Masyarakat hukum adat adalah kelompok masyarakat yang hidup berdasarkan asal-usul terkait dengan leluhur secara turun temurun pada suatu wilayah adat. Masyarakat hukum adat memiliki kedaulatan atas tanah dan kekayaan alam, kehidupan sosial budaya yang diatur oleh hukum adat, dan lembaga adat yang mengelola keberlangsungan kehidupan masyarakatnya. Keberadaan kelompok-kelompok masyarakat hukum adat di Kabupaten Sarolangun, sebagaimana realitas empirik di sebagian besar wilayah Indonesia adalah suatu fakta yang mewakili realitas yang ada.
Keberadaan kelompok masyarakat hukum adat di Kabupaten Sarolangun dapat dilihat pada keberadaan komunitas-komunitas masyarakat yang tersebar pada berbagai wilayah Kabupaten Sarolangun yang memiliki ciri-ciri sebagai masyarakat asli Sarolangun dan memiliki indikator-indikator sebagai suatu komunitas masyarakat hukum adat terkait dengan asal-usul, kelembagaan, lembaga adat, dan hukum adat yang masih tetap menunjukkan keberadaannya hingga saat ini.
Keberadaan komunitas masyarakat hukum adat di Kabupaten Sarolangun seperti juga yang terdapat di berbagai wilayah lain di Indonesia pada dasarnya merupakan sumber dari kekayaan sosial budaya Indonesia dan juga bagi Kabupaten Sarolangun sendiri.

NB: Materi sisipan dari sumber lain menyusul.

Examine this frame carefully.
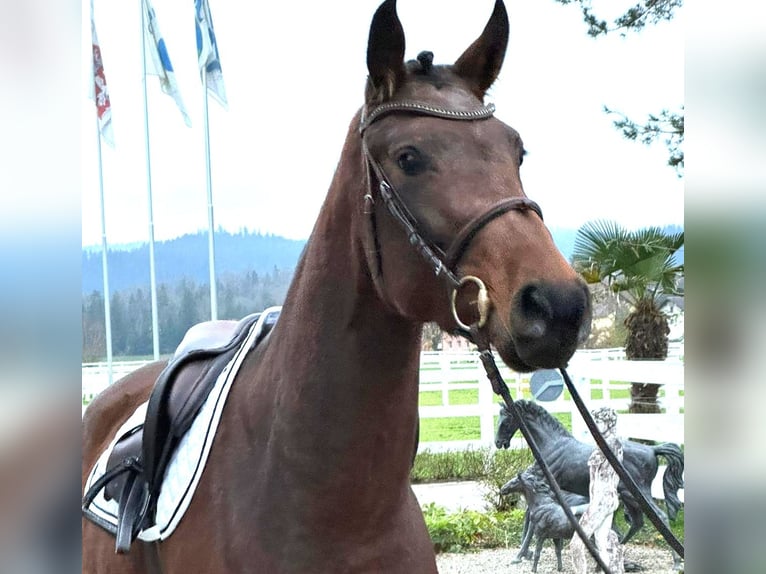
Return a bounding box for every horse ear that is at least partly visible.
[452,0,508,101]
[367,0,405,103]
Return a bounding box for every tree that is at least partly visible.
[556,0,684,177]
[572,221,684,413]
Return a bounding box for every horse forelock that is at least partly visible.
[365,58,480,106]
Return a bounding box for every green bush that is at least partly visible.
[478,448,535,511]
[410,448,489,483]
[423,503,524,552]
[410,448,534,510]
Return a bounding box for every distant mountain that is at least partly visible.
[82,230,306,294]
[82,226,683,294]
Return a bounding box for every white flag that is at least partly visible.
[143,0,191,126]
[194,0,228,108]
[90,15,114,147]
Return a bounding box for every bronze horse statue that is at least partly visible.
[82,0,590,574]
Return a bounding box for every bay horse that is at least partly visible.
[495,399,684,563]
[82,0,590,574]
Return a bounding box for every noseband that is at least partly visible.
[359,101,543,334]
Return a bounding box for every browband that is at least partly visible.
[359,100,495,133]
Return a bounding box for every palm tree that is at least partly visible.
[573,220,684,413]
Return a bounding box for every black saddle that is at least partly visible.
[82,309,279,553]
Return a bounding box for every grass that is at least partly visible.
[420,417,481,442]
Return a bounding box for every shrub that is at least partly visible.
[410,448,489,483]
[410,448,534,510]
[479,449,535,511]
[423,503,524,552]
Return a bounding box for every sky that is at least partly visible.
[81,0,684,246]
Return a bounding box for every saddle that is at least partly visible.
[82,310,279,553]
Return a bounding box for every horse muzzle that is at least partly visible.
[508,279,591,370]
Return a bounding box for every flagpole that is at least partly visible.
[141,0,160,361]
[96,114,114,385]
[90,0,114,385]
[202,73,218,321]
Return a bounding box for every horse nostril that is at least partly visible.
[519,320,545,339]
[518,285,553,339]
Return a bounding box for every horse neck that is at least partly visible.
[519,407,565,451]
[243,116,420,496]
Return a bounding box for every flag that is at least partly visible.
[194,0,228,108]
[90,15,114,147]
[143,0,191,126]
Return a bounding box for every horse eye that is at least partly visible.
[396,148,425,175]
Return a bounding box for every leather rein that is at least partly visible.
[359,101,684,574]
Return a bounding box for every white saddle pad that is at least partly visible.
[85,321,261,542]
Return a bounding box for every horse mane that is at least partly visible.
[515,399,572,436]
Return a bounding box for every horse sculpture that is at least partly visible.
[503,466,587,572]
[500,470,588,572]
[82,0,590,574]
[495,400,684,563]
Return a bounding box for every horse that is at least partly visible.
[495,399,684,560]
[504,466,587,572]
[82,0,591,574]
[500,470,588,572]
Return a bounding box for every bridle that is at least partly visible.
[359,100,543,336]
[359,101,684,574]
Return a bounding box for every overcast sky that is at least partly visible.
[82,0,684,245]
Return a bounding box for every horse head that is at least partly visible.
[359,0,591,371]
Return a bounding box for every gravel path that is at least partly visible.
[436,542,675,574]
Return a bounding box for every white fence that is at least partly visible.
[82,346,684,451]
[419,352,684,451]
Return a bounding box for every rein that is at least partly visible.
[359,101,684,574]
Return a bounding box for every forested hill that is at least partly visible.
[82,226,683,294]
[82,230,306,294]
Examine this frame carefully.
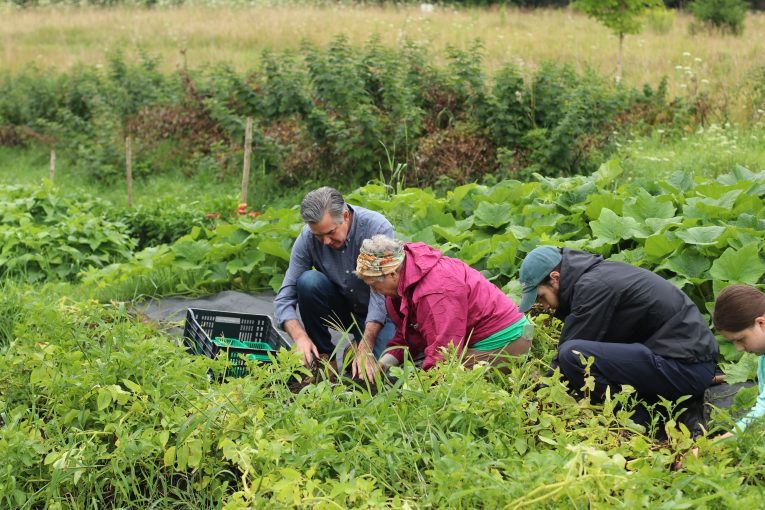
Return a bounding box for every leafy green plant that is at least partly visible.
[0,185,134,281]
[574,0,664,83]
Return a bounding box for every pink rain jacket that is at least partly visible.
[385,243,523,370]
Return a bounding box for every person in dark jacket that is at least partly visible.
[519,246,720,423]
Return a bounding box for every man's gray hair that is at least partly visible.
[300,186,348,223]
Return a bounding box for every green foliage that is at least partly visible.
[0,182,134,282]
[573,0,664,35]
[110,200,207,250]
[0,290,765,509]
[688,0,749,35]
[0,37,680,189]
[79,161,765,366]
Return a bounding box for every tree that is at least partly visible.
[573,0,664,83]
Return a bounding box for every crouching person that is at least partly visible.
[353,235,532,377]
[520,246,719,428]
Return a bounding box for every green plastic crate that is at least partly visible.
[183,308,290,377]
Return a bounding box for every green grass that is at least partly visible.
[0,146,310,213]
[615,123,765,180]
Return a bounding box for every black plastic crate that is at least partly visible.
[183,308,290,377]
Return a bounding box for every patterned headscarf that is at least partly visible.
[355,241,404,276]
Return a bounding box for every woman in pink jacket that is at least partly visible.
[352,235,533,377]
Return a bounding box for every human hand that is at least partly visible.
[292,334,319,367]
[351,341,380,381]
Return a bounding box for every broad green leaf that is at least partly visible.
[258,239,290,261]
[447,183,483,216]
[96,388,112,411]
[433,225,473,243]
[608,248,645,266]
[457,239,491,266]
[720,352,759,384]
[175,444,189,471]
[173,240,210,263]
[590,209,640,244]
[675,226,726,246]
[659,171,696,194]
[475,202,511,228]
[622,189,676,219]
[644,234,683,259]
[709,243,765,284]
[122,379,143,393]
[585,193,624,220]
[659,251,711,281]
[592,159,624,189]
[486,241,519,276]
[643,216,683,234]
[717,165,758,186]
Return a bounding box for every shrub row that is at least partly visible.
[0,37,698,189]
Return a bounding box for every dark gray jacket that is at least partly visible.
[555,248,720,363]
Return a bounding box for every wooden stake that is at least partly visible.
[50,150,56,182]
[239,117,252,204]
[125,135,133,207]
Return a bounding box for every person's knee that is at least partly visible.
[295,269,329,296]
[558,340,584,374]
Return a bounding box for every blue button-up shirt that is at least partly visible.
[274,206,393,328]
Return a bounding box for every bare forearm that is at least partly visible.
[359,321,383,351]
[284,319,308,341]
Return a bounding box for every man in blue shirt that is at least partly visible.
[274,186,394,373]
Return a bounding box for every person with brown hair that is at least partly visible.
[712,285,765,437]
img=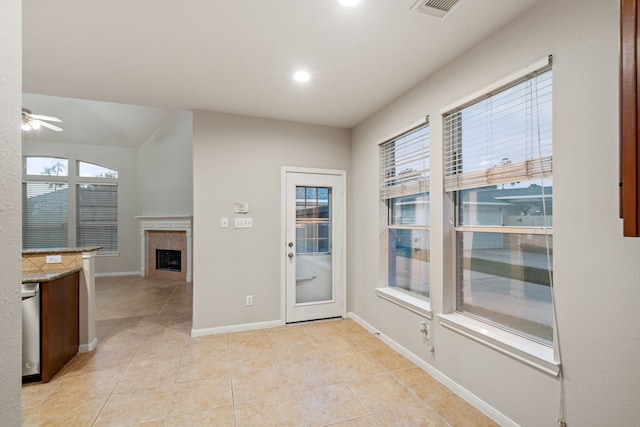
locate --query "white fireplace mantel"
[136,215,193,282]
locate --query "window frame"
[437,56,560,376]
[375,116,432,319]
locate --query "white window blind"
[22,182,69,249]
[76,184,118,252]
[443,64,552,191]
[380,120,430,200]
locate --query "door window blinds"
[443,62,552,191]
[380,119,430,200]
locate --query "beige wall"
[348,0,640,426]
[193,111,349,330]
[136,111,193,216]
[0,0,22,427]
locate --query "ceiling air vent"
[411,0,458,18]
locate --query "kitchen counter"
[22,267,82,283]
[22,246,102,353]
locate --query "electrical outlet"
[235,218,253,228]
[47,255,62,264]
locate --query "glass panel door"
[295,186,333,304]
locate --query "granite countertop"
[22,267,82,283]
[22,246,102,255]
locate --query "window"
[76,184,118,252]
[443,63,553,345]
[22,157,118,253]
[380,121,430,299]
[22,181,69,249]
[78,162,118,178]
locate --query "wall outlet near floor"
[47,255,62,264]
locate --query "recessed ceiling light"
[293,70,311,82]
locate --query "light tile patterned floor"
[22,277,495,427]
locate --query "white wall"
[136,111,193,216]
[20,141,140,274]
[0,0,22,426]
[193,111,349,330]
[348,0,640,426]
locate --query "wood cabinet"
[40,272,80,383]
[620,0,640,237]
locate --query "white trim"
[440,55,551,114]
[347,312,518,427]
[78,338,98,353]
[191,320,284,337]
[96,271,140,277]
[280,166,347,324]
[438,313,560,377]
[376,287,433,320]
[378,116,429,145]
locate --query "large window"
[380,121,430,299]
[443,64,553,345]
[22,157,118,253]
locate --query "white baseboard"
[191,320,284,337]
[347,312,518,427]
[96,271,140,277]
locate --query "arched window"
[22,156,118,254]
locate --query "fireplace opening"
[156,249,182,271]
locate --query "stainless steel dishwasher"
[22,283,40,377]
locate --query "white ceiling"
[23,0,537,145]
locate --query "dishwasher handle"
[22,285,40,301]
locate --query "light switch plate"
[47,255,62,264]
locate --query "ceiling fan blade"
[38,120,62,132]
[27,113,62,123]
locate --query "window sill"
[376,288,432,320]
[438,313,560,376]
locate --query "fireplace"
[156,249,182,271]
[136,216,192,282]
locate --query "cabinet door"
[41,272,80,383]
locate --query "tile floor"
[22,277,495,427]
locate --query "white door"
[282,170,345,323]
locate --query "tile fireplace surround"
[136,216,192,282]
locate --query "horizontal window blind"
[443,65,552,191]
[380,120,430,200]
[22,182,69,249]
[76,184,118,252]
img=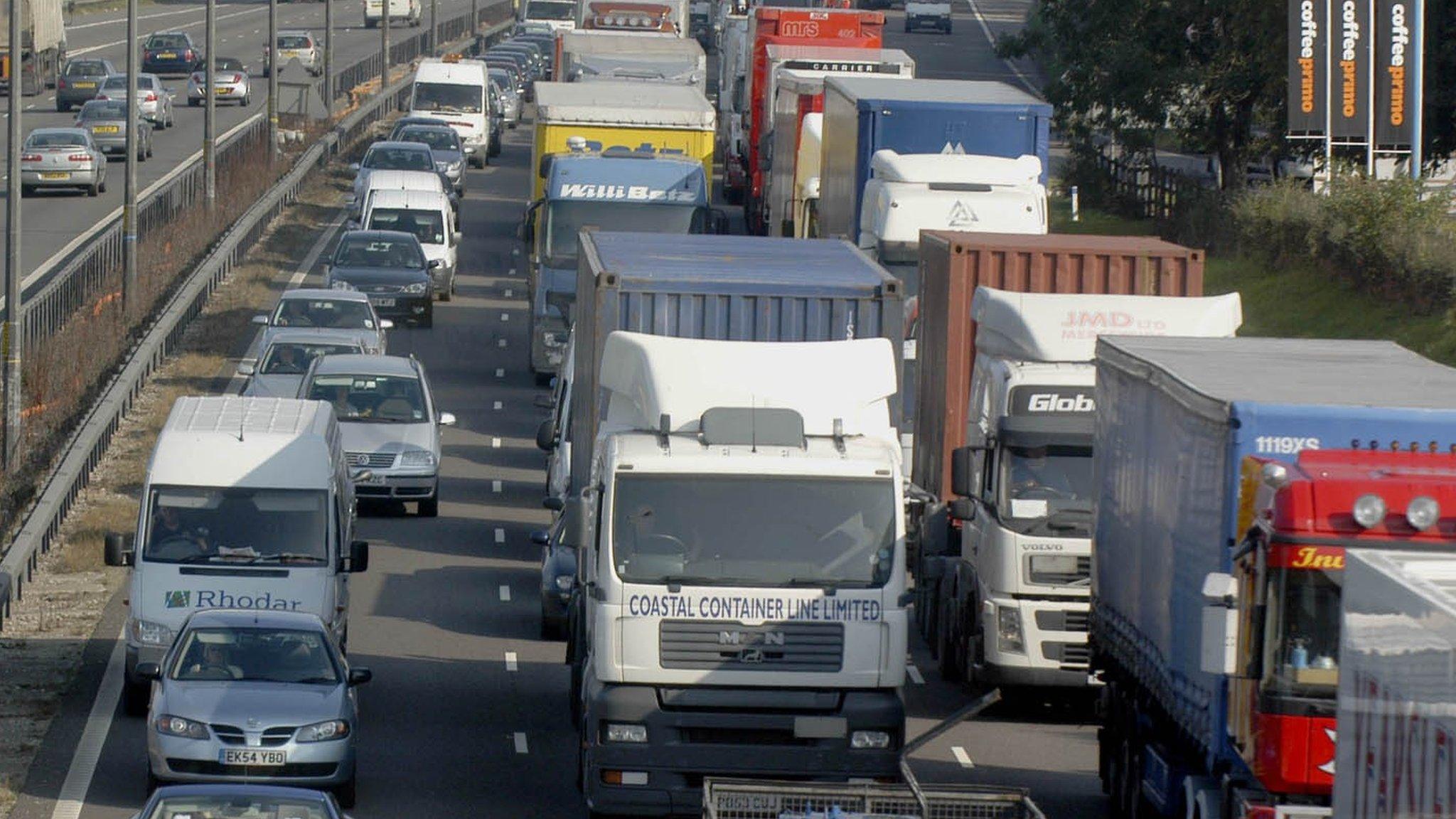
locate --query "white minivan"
[105,397,368,714]
[360,189,460,301]
[406,55,491,168]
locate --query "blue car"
[135,786,345,819]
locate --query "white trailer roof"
[869,149,1041,185]
[536,80,715,129]
[601,331,899,441]
[971,287,1243,361]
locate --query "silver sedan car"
[137,609,373,808]
[21,128,107,197]
[186,57,253,108]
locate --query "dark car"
[141,31,207,77]
[532,504,577,640]
[55,60,117,112]
[323,230,439,326]
[135,784,343,819]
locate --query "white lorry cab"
[105,397,368,714]
[567,331,907,815]
[406,55,491,168]
[361,188,461,301]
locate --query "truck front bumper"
[582,679,904,816]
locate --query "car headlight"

Kondisi tersebut tersebut merupakan perpaduan dari berbagai kekayaan komunitas-komunitas masyarakat hukum adat yang sangat berpotensi menjadi modal dasar perkembangan kebudayaan nasional Indonesia.
Konsep-konsep penataan masyarakat hukum adat di Sarolangun, kearifan lokal dalam pengelolaan tanah dan sumber daya alam serta tradisi-tradisi yang berkembang disadari merupakan bagian penting dari perjalanan sejarah dan perkembangan sosial, politik, ekonomi dan hukum di wilayah Kabupaten Sarolangun. Hal-hal tersebut, sebagaimana juga terdapat pada konteks-konteks masyarakat hukum adat lain di berbagai wilayah negara Republik Indonsia telah mendorong para pendiri negara (founding father) Indonesia untuk merumuskan bahwa Negara Indonesia terdiri dari komunitas beragam yang memiliki ciri dan kekhasannya masing-masing. Oleh karena itu, pada dasarnya sejak awal, para pendiri bangsa menjadikan hal tersebut sebagai salah satu aspek penting dalam merumuskan konstitusi negara yakni undang-undang dasar 1945 yang menjadi landasan formal paling fundamental bagi keberadaan Indonesia sebagai suatu negara bangsa (nation state). Namun meski telah disadari sejak awal oleh para pendiri Negara bangsa Indonesia tentang keragaman kelompok masyarakat di Indonesia termasuk keragaman masyarakat hukum adat sebagai suatu fakta yang seharusnya landasan penting kebijakan dan proses pembangunan, walaupun hal tersebut nampaknya belum dapat terwujud secara maksimal.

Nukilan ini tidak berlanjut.